Friday, February 6, 2009

THE BAH BULL

THE ONE
THE ONLY
THE WHOLLY UNHOLY ADULT VERSION
POLITICALLY INCORRECT

THE BAH BULL

TOTALLY UNEXPURGATED
DIRECT FROM THE MOUTH OF GOD TO THE EAR OF JIM
THE KING JIM VERSION
COMING SOON TO A MOVIE THEATER NEAR YOU!


WARNING
The contents within include but are not limited to: adult language, sexuality, bestiality, infidelity, defecation, masturbation, procrastination, urination, infamy, sacrilegiosity, hilarity, absurdity, fellatio, Pinocchio, quadratic equations, Yiddish words, dirty words, filthy words, disgusting words, and vulgar punctuation.
Some names have been changed to protect the guilty, but the basic story line is God’s honest truth, with some small modifications, elaborations, deletions, additions, transfigurations, explanations, obfuscations, and pornifications.


GENESIS

THE STORY OF CREATION

In the beginning God created the beginning, because He needed someplace to start, and He realized he couldn’t just jump in in the middle, because then skeptics would ask “Yeah, but who created what was there in the beginning before God came along?” Being prescient and having big time psychic powers, God copyrighted the idea of the beginning, so that no one else could come along later with a cadre of high-paid shyster lawyers and lay claim to being the forerunner of God. Not that God was petty, mind you-he just didn’t like the idea of anyone else, god or human, stealing His thunder.

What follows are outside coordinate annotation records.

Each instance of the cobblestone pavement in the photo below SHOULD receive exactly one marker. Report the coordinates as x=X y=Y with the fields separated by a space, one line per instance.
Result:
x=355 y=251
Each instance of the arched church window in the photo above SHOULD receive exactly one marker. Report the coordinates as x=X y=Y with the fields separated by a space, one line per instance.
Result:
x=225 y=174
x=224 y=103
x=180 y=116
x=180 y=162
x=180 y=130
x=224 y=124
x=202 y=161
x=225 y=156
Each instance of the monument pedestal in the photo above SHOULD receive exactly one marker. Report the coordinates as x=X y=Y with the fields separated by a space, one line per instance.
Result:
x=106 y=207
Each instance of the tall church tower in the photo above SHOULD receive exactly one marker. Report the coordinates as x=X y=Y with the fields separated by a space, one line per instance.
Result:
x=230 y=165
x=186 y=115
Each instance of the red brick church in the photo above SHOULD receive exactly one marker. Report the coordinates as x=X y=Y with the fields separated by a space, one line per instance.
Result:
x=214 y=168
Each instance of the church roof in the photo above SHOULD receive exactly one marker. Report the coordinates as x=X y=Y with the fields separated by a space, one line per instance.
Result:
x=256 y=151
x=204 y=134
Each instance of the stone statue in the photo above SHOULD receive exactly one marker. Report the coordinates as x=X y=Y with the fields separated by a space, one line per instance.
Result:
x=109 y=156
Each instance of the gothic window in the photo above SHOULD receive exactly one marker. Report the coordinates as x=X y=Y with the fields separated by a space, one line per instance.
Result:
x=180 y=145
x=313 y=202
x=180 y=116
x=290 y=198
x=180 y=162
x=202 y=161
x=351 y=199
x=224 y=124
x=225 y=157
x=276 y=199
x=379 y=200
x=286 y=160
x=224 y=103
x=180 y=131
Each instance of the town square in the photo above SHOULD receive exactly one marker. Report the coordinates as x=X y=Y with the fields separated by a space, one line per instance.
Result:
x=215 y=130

It was very dark in the beginning, and God said “Holy shit…I can’t see a fucking thing around here!”
And so God sat down and contemplated what to do about this situation. And then, as if a light bulb went on, he said, “Bright…shine…that’s it… sounds like…chite….no, dight….light….YES…that’s the word I was looking for. YES! LIGHT!
Damn, I’m good!”
And then an inner voice spoke unto him, and said, “No, schmuck, you’re not GOOD… you’re GOD.” And God answered, “Whatever!”

So God created General Electric fluorescent light bulbs, and said, “There, that’s better...now I can see where the hell I’m going.”
And God said to the light bulbs, “Go forth and multiply, but no dividing yet.”
And the light bulbs went forth and screwed themselves silly into any available sockets. And pretty soon, there was light everywhere.
And God said, “Damn, that light is ugly! Might work for a corporate office setting, but not in the forests and other cool places.”
(God was thinking out loud, because at this time there were no forests, and the corporate office building was only a concept in the back of the mind of God.)

And God said, “You know…if I was more ambitious, I would get rid of these lights and come up with something more aesthetic, but I have a shitload of stuff to do, and only seven days to get it done before The Missus comes back.” (This is something that has been left out of every version of the Bible, but in the original Bible, the one upon which this version is based, there is mention of The Missus, also referred to as The Little Lady and The Wife.)
“I’ll let The Little Lady deal with the lights herself if she doesn’t like them.”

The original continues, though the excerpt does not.